Até o final do evento, sete congoleses morreram. Em sua homenagem, o AfricaMuseum de Tervuren – projetado como um museu colonial no final do século 19 e, desde então, reformado e renomeado diversas vezes – realizará até o dia 5 de março uma exposição especial: "Zoológicos humanos: a era das exposições coloniais".
"Superioridade europeia"
Na Conferência de Berlim de 1884-1885, também conhecida como Conferência da África Ocidental ou Conferência do Congo, o continente africano foi dividido entre 14 nações europeias. O rei belga Leopoldo 2º recebeu uma área 80 vezes maior do que o território de seu país para ser sua colônia particular: o Congo.
Seu museu de nome "Palácio Africano" em Tervuren, complementado pelas exposições com atracões vivas, não deixava dúvidas sobre a alegação europeia de uma suposta superioridade. Uma placa de bronze debaixo de uma imagem de Leopoldo 2º com duas crianças negras trazia a seguinte frase: "A Bélgica leva a civilização ao Congo."
Na realidade, porém, os belgas exploraram impiedosamente os recursos do país africano, com os nativos abusados na condição de trabalhadores ou trazidos para a Europa para serem expostos como animais.
Passatempo popular
O zoológico humano atraía multidões, conta o historiador e antropólogo Marteen Couttenier, um dos três curadores da exposição em Bruxelas.
Os congoleses eram apresentados, literalmente, como homens das cavernas, que dançavam com saias de ráfia, cheios de instintos primitivos. Eles jamais eram exibidos como intelectuais, artistas ou simplesmente como pessoas normais.
Isso tampouco era um fenômeno regional, afirma Couttenier. Pessoas de diferentes raças eram expostas e exibidas em toda a parte, na Europa, América, Japão e até na África. O mecanismo, porém, era sempre o mesmo. Os visitantes iam observar algo completamente estranho a eles, de modo a se sentirem "superiores".
Pseudociência de tipos raciais
Durante o auge do colonialismo europeu, exposições de africanos, "pele-vermelhas", ou lapões escandinavos, chamadas de "zoológicos humanos", viajavam por várias cidades como atracão popular. As pessoas exibidas eram classificadas usando-se um tipo rudimentar de antropologia "científica".

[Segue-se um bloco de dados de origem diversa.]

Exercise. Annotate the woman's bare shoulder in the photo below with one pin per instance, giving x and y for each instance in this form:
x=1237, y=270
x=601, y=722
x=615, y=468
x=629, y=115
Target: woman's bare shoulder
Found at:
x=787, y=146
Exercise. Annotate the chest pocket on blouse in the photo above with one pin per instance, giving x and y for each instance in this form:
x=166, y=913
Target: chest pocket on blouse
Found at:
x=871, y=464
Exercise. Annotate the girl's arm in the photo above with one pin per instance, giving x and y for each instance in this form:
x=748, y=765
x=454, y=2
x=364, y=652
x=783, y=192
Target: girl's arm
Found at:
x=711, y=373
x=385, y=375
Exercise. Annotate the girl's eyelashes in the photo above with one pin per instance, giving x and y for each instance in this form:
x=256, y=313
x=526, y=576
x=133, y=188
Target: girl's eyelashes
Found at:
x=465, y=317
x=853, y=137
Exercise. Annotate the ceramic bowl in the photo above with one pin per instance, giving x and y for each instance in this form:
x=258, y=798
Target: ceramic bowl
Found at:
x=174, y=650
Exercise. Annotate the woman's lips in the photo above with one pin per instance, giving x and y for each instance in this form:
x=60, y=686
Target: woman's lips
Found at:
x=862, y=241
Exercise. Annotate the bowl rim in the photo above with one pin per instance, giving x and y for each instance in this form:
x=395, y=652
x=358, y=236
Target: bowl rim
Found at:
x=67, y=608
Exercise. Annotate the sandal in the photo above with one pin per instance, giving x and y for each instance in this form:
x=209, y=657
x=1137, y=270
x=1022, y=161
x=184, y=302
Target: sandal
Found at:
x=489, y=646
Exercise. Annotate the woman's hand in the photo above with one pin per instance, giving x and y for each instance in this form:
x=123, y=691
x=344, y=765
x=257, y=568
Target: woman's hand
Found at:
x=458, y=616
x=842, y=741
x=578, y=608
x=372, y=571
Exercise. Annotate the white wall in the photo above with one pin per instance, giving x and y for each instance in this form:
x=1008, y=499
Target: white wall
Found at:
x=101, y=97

Um diagrama de 1903 de "tipos raciais" mostrava como as fantasias racistas de superioridade rebaixavam os não europeus ao nível dos primatas. Os poderes coloniais estavam realmente convencidos de sua "superioridade civilizada".
Na Alemanha, Carl Hagenbeck, comerciante de animais em Hamburgo e fundador de um zoológico, transformou a exposição de humanos em um modelo de negócios. Na Oktoberfest de Munique, a exposição "Selvagens dos mares do sul", apresentada pelo showman Friedrich Wilhelm Siebold, durou até 1931.
Exposição em Berlim sobre "zoos humanos"
A primeira exposição colonial realizada na Alemanha foi em 1896. Como parte de uma feira comercial em Berlim, os organizadores ergueram uma aldeia em um parque no bairro de Treptow.
Atraídos por promessas falsas, mais de 106 africanos das colônias alemãs foram levados para Berlim, onde foram forçados a se apresentarem para o público durante sete meses como aldeões em trajes exóticos. Eles eram constantemente submetidas a humilhações públicas e "exames raciais".
A exposição permanente Zurückgeschaut ("Olhar para trás") no Museu Treptow, reaberta em outubro de 2021, joga luz sobre esse capítulo sombrio e rastreia as biografias de pessoas que eram reduzidas a objetos.
O evento também mostra como os colonizadores inesperadamente encontravam resistência quando as atracões das exposições saíam do papel a eles designado. Por exemplo, quando o camaronês Kwelle Ndumbe comprou um par de binóculos de ópera para observar o público.